JAKARTA – Gerakan Nurani Bangsa yang beranggotakan sejumlah tokoh nasional menyuarakan lima pesan penting untuk Presiden Prabowo Subianto, menekankan penghentian kekerasan terhadap demonstran dan penguatan keadilan sosial. Pernyataan ini disampaikan dalam konferensi pers di Menteng, Jakarta Pusat, Rabu (3/9/2025).
Tokoh yang hadir antara lain Sinta Nuriyah, Ignatius Kardinal Suharyo, Pdt. Gomar Gultom, Franz Magnis-Suseno SJ, Erry Riyana Hardjapamekas, Laode M. Syarif, Ery Seda, A. Setyo Wibowo SJ, Lukman Hakim Saifuddin, dan Alissa Wahid.
Sinta Nuriyah menegaskan bahwa unjuk rasa adalah hak konstitusional warga negara yang tidak boleh dihadapi dengan cara represif. Ia menilai gelombang aksi massa lahir dari kekecewaan rakyat terhadap elite eksekutif, legislatif, yudikatif, dan aparat hukum yang dianggap abai pada penderitaan rakyat.
Istri Presiden ke-4 Abdurrahman Wahid (Gus Dur) itu meminta Presiden Prabowo memberi arahan kepada seluruh lembaga negara untuk bertindak dengan etika, kesederhanaan, dan kepatutan, guna memulihkan kepercayaan publik.
“Kebijakan para pemimpin harus ditujukan untuk kemaslahatan bangsa. Marilah kita jadikan ini sebagai pelajaran berharga,” kata Sinta Nuriyah.
Alissa Wahid menambahkan, Gerakan Nurani Bangsa mendesak Kepolisian mengevaluasi kepemimpinan dan kebijakan agar tidak melahirkan tindakan eksesif yang melanggar hak asasi dan hak konstitusional. Ia juga menekankan pentingnya pengelolaan APBN yang transparan, akuntabel, serta penghapusan fasilitas pejabat yang berlebihan.
“Bukan sebaliknya, memperbanyak pajak dan mengurangi program pemenuhan hak dasar rakyat,” tegas putri sulung Gus Dur itu.

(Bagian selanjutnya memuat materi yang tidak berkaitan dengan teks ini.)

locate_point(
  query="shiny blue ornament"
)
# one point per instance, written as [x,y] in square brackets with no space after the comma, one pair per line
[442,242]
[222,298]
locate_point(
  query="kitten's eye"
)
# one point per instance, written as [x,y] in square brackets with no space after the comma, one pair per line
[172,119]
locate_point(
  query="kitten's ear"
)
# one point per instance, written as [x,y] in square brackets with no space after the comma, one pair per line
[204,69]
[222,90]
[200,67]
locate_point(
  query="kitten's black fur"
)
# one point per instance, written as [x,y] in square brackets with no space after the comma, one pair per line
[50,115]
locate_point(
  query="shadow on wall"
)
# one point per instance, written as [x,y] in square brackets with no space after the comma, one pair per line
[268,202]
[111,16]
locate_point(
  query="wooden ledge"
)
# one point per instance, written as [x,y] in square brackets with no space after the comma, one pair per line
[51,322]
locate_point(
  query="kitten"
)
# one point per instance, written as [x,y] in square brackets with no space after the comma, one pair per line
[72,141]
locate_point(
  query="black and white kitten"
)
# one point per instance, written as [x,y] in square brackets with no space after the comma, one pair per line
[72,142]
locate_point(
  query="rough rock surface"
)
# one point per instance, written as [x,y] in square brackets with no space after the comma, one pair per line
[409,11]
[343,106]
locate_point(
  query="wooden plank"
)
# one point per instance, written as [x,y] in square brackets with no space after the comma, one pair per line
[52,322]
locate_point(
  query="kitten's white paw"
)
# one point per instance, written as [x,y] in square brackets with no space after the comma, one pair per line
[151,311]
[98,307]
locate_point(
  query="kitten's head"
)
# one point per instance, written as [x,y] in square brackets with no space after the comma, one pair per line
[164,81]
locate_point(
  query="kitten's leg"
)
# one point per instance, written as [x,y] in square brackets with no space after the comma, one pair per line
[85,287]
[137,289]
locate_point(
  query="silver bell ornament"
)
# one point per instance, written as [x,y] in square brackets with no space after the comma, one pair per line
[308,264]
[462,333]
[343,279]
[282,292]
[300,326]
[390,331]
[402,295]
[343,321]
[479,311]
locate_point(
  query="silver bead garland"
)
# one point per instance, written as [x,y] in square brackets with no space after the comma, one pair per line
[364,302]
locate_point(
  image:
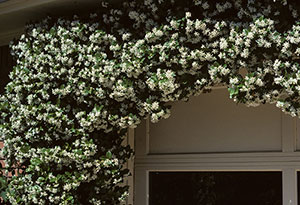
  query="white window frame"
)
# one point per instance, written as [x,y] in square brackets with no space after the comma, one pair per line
[287,161]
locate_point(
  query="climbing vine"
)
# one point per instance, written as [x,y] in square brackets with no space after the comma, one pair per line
[79,83]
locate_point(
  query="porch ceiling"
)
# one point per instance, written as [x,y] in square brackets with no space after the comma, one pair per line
[14,14]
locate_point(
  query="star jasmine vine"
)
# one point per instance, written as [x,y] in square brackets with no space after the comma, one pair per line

Gerakan Nurani Bangsa merumuskan lima pesan utama. Pertama, kebijakan negara harus berlandaskan kemanusiaan dan keberpihakan pada rakyat dengan menghentikan segala bentuk kekerasan maupun tindakan represif terhadap demonstran.
Kedua, Presiden diminta segera memimpin jajaran institusi negara bersikap berdasarkan nilai etika, kesederhanaan, dan kepatutan demi mengembalikan kepercayaan masyarakat yang semakin terkikis.

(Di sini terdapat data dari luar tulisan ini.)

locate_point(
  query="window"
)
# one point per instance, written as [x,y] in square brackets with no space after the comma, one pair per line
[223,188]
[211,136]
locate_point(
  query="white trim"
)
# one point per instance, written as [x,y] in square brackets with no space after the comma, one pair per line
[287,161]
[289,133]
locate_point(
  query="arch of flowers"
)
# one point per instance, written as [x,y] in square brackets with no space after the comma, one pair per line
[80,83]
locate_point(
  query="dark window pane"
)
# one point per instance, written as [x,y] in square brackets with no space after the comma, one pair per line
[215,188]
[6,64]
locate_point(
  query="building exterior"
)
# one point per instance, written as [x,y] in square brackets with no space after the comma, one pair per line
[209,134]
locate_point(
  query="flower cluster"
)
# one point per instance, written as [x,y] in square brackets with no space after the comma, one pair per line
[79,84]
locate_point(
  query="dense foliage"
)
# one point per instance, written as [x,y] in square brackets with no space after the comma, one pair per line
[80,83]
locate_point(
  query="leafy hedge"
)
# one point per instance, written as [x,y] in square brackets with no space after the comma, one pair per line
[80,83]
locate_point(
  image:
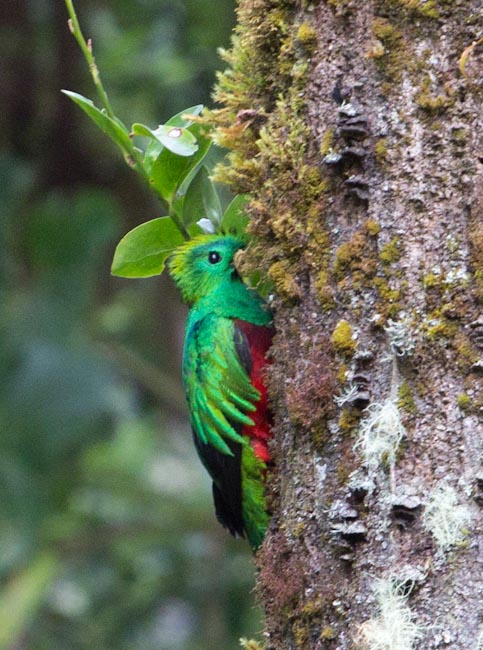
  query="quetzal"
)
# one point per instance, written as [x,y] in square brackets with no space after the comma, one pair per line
[228,333]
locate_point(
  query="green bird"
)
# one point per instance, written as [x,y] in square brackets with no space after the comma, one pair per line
[228,334]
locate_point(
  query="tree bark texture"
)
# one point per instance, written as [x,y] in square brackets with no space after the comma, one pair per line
[357,129]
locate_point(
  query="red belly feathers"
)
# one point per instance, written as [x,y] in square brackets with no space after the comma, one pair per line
[259,339]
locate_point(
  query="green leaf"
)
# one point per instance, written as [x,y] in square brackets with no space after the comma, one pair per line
[201,200]
[23,595]
[143,251]
[170,172]
[235,219]
[113,127]
[175,138]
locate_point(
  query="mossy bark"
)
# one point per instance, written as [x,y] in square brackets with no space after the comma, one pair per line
[357,129]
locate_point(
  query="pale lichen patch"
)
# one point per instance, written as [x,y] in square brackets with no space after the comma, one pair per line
[380,434]
[394,627]
[445,518]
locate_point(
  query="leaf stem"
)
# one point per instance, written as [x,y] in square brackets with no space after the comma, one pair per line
[86,47]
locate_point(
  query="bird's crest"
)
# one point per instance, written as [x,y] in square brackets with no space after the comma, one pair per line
[200,265]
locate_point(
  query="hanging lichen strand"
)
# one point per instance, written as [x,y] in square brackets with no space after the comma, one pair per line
[356,129]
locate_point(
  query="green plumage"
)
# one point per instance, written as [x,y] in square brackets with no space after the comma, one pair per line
[216,379]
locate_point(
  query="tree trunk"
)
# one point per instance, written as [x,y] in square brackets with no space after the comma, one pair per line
[357,129]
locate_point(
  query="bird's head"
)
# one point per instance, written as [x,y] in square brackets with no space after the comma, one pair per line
[203,264]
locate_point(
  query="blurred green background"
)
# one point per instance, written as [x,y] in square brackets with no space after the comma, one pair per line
[108,539]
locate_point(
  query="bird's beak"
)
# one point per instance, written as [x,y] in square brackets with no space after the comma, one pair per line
[238,260]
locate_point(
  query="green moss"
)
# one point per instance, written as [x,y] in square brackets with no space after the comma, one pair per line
[307,37]
[389,56]
[327,633]
[300,631]
[476,242]
[349,420]
[343,339]
[327,141]
[324,290]
[464,401]
[405,401]
[441,329]
[390,252]
[372,227]
[380,150]
[284,281]
[389,296]
[432,280]
[355,255]
[250,644]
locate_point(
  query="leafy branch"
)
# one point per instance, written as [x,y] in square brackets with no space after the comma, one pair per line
[171,159]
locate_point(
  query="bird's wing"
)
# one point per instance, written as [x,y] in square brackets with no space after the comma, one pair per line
[218,387]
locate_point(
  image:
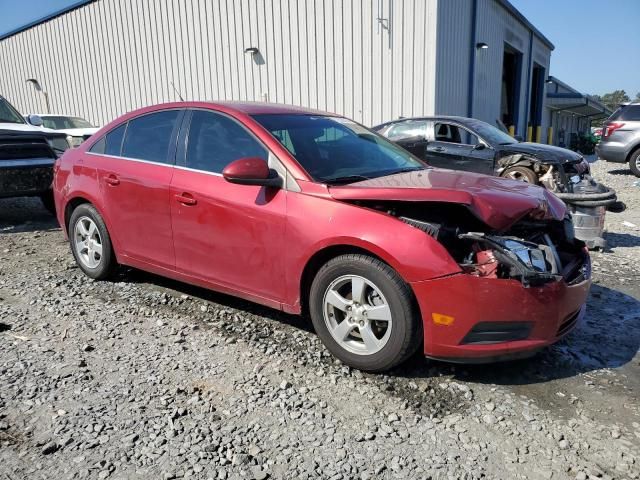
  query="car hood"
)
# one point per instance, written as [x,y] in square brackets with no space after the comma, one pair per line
[498,202]
[544,153]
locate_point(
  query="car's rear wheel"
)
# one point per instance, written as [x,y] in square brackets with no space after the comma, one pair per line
[90,242]
[364,313]
[523,174]
[634,163]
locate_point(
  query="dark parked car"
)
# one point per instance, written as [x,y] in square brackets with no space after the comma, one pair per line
[620,140]
[309,212]
[468,144]
[460,143]
[27,155]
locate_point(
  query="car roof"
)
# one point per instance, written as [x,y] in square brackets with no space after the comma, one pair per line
[451,118]
[257,108]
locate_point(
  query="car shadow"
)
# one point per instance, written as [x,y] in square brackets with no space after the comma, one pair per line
[25,214]
[220,299]
[608,337]
[621,240]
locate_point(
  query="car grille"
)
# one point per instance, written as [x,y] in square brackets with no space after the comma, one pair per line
[568,324]
[16,149]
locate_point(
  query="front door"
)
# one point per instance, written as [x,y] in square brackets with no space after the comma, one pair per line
[134,166]
[226,234]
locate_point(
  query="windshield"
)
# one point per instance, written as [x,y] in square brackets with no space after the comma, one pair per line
[61,123]
[491,134]
[8,114]
[336,150]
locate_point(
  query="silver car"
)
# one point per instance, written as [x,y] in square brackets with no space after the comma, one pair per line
[621,137]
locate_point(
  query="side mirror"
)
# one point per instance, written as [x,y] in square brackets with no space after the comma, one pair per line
[35,120]
[251,171]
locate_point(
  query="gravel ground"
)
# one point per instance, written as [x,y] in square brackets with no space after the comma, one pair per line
[143,377]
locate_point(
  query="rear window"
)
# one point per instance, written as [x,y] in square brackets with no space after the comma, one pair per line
[630,113]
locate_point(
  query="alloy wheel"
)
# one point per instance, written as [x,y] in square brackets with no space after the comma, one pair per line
[88,243]
[357,315]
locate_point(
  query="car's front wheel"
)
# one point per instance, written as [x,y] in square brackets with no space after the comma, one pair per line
[364,313]
[634,163]
[90,242]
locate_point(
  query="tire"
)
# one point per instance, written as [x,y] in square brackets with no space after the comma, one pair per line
[385,294]
[634,163]
[523,174]
[97,263]
[47,201]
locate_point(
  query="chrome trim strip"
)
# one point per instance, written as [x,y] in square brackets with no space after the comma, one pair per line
[30,162]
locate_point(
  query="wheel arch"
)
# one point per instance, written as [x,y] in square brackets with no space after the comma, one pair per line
[79,199]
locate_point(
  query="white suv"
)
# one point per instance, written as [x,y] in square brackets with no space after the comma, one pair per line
[621,137]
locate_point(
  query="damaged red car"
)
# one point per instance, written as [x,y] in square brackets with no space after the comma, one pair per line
[312,213]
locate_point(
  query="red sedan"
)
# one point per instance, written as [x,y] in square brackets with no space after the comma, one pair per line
[312,213]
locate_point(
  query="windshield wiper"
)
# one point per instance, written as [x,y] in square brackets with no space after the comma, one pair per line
[345,179]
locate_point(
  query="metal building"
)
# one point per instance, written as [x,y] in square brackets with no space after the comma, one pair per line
[570,113]
[371,60]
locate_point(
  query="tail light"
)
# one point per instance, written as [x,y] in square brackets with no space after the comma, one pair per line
[610,128]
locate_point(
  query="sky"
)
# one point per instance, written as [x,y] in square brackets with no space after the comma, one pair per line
[597,42]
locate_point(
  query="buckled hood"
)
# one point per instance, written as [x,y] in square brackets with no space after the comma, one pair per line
[498,202]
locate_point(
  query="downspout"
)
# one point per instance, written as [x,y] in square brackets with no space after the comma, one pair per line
[472,58]
[528,95]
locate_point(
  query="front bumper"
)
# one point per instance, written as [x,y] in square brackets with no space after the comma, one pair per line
[483,312]
[25,177]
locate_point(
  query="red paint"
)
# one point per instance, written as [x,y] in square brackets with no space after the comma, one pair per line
[254,242]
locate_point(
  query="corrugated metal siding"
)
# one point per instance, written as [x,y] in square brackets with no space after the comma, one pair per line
[112,56]
[495,26]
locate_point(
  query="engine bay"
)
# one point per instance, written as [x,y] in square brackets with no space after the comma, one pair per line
[533,252]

Ketiga, mereka menegaskan pentingnya menegakkan prinsip Supremasi Sipil dalam demokrasi dan memperkuat TNI/Polri agar profesional serta fokus menjalankan tugas sesuai mandat konstitusi.
Keempat, pemerintah juga diingatkan untuk membangun kesadaran publik secara persuasif, menumbuhkan solidaritas warga, serta mencegah kekerasan, perusakan, maupun penjarahan dalam menyikapi kondisi bangsa. Kelima, Gerakan Nurani Bangsa mengajak pemuka agama, budayawan, akademisi, dan seluruh elemen masyarakat untuk berdoa serta aktif menjaga keselamatan bangsa dan keutuhan NKRI. (MK/SB)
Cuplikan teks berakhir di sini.